The LIS problem is a fundamental sequence problem solved with DP.

Problem Statement:

Given an unsorted array of integers, find the length of the longest subsequence such that all elements of the subsequence are sorted in increasing order. A subsequence does not require contiguous elements.
Example: For `[10, 22, 9, 33, 21, 50, 41, 60]`, the LIS is `[10, 22, 33, 41, 60]` or `[10, 22, 33, 50, 60]`, both of length 5.

Approach 1: $O(N^2)$ DP

Define `dp[i]` as the length of the longest increasing subsequence ending at index `i`.

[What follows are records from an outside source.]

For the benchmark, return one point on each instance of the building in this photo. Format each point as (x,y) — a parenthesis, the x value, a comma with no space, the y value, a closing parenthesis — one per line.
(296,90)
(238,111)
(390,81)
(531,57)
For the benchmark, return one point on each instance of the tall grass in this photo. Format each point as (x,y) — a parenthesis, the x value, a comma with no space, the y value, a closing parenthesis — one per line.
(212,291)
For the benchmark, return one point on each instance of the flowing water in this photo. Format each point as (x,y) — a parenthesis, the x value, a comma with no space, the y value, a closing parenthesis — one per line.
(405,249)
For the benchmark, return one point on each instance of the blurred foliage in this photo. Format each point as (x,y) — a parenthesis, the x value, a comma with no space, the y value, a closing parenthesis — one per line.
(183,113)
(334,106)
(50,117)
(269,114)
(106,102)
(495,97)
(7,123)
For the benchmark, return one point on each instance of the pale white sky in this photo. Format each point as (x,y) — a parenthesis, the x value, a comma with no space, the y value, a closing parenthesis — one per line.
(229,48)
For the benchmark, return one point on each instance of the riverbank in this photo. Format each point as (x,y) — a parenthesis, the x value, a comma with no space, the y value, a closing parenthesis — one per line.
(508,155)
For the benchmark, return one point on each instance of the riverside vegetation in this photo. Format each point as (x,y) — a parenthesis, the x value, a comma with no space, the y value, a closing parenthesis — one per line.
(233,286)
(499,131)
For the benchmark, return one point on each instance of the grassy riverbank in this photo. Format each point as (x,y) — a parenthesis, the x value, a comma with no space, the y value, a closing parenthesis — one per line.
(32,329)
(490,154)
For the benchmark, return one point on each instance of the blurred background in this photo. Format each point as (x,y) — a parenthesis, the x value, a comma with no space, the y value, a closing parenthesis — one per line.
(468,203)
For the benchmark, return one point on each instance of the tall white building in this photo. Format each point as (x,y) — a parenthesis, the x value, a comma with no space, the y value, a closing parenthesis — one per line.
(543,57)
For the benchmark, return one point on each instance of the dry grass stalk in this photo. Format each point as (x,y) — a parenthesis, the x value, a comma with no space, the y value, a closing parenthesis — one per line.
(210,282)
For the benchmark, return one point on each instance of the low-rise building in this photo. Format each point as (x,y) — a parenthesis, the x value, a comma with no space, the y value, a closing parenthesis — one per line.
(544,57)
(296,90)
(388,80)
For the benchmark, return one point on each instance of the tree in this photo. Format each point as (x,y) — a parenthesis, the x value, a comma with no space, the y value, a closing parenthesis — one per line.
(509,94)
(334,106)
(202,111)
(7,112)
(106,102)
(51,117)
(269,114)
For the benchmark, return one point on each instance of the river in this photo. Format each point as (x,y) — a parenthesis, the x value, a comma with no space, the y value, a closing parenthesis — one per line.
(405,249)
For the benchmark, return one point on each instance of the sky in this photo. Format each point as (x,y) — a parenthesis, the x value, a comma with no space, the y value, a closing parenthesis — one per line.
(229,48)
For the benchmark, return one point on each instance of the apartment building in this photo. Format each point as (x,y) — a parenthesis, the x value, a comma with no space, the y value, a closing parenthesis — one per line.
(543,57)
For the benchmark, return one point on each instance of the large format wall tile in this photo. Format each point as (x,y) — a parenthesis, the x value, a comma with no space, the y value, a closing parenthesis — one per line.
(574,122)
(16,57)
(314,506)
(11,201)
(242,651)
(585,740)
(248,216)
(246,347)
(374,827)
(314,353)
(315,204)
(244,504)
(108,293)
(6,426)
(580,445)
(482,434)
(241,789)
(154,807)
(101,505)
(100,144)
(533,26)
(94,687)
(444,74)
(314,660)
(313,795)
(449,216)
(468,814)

Base Case: `dp[i] = 1` for all `i` (each element itself forms an LIS of length 1).
Recurrence: To compute `dp[i]`, iterate through all `j` from `0` to `i-1`. If `arr[i] > arr[j]`, it means `arr[i]` can extend the LIS ending at `arr[j]`. So, `dp[i] = max(dp[i], 1 + dp[j])`.
The final answer is the maximum value in the `dp` array.

// C++ for LIS (O(N^2) DP)
int lengthOfLIS_N2(const vector<int>& nums) {
    if (nums.empty()) return 0;
    int n = nums.size();
    vector<int> dp(n, 1); // dp[i] = LIS ending at index i

    for (int i = 1; i < n; ++i) {
        for (int j = 0; j < i; ++j) {
            if (nums[i] > nums[j]) {
                dp[i] = max(dp[i], 1 + dp[j]);
            }
        }
    }
    return *max_element(dp.begin(), dp.end()); // Find max in dp array
}

Time Complexity: $O(N^2)$ due to nested loops.
Space Complexity: $O(N)$ for the `dp` array.

Approach 2: $O(N \log N)$ DP with Binary Search

This optimized approach maintains an array, say `tails`, where `tails[k]` stores the smallest ending element of an increasing subsequence of length `k+1`.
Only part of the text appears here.